Congress has given taxpayers who don't itemize their deductions -- but do owe property taxes -- a little break for 2008 and 2009.
If you're one of those taxpayers, you can deduct the lower amount of the property tax bill or $500 for single taxpayers and up to $1,000 for joint filers.
So, if you're married filing jointly and have a property tax bill of $1,500, you will be able to deduct $1,000. If your bill is $900, you can deduct the $900.
The way you get the deduction is to add it to your standard deduction. For joint filers, that's $10,900 in 2008, $5,450 for singles and $8,000 for heads of households.
In 2009, the standard deduction rises to $11,400 for joint filers, $5,700 for singles and $8,350 for heads of households.

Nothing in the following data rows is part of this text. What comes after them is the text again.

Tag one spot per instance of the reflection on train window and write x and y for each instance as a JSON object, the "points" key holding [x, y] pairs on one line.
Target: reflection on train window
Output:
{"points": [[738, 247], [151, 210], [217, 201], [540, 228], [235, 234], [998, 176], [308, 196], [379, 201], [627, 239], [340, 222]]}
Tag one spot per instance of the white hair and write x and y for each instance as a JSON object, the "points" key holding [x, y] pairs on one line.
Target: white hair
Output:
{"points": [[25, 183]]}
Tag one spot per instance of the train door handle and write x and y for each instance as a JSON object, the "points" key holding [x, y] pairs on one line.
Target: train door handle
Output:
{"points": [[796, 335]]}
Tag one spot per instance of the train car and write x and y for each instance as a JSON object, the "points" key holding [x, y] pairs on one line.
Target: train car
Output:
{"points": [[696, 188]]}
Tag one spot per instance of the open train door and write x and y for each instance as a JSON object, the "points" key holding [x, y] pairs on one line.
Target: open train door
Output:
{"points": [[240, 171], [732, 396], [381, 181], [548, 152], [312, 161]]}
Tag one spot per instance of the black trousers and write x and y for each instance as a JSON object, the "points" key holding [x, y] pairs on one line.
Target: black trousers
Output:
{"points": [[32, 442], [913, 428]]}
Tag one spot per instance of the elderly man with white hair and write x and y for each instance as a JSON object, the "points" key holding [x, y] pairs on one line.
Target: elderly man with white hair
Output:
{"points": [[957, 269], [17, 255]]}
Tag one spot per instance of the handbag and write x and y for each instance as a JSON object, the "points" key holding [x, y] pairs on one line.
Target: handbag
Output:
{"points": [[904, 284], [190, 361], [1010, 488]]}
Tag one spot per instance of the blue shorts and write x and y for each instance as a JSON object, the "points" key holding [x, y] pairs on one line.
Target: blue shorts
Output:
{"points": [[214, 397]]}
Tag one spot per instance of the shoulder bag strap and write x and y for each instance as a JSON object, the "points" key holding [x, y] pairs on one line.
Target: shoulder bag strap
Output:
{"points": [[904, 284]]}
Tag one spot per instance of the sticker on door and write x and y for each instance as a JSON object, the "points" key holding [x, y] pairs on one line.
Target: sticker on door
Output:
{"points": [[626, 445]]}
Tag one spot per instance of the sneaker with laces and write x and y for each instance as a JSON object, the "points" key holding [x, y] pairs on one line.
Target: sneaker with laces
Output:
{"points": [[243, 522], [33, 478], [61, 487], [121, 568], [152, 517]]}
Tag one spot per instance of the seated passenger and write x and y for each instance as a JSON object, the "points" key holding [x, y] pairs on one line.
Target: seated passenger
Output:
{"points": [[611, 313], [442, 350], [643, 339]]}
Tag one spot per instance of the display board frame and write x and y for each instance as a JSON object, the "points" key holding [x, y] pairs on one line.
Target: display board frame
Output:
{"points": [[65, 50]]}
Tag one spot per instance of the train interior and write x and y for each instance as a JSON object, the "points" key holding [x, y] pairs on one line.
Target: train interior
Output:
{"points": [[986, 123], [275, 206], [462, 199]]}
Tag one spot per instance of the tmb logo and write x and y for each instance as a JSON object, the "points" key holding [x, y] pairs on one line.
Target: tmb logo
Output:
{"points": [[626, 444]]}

This little break will be especially helpful to homeowners 65 and older who often don't have enough in deductions to itemize. They also get a break for their age: $1,350 for single taxpayers and $1,050 for each joint-filing spouse.
This break came in two pieces, as columnist Humberto Cruz noted. The July Housing Assistance Tax Act put in the break for 2008. The Emergency Economic Stabilization Act -- the financial bailout bill, passed in October -- extended the break for 2009.
Property taxes, along with mortgage interest, charitable deductions and medical expenses beyond a certain amount, are among common expenses that can be claimed as itemized deductions.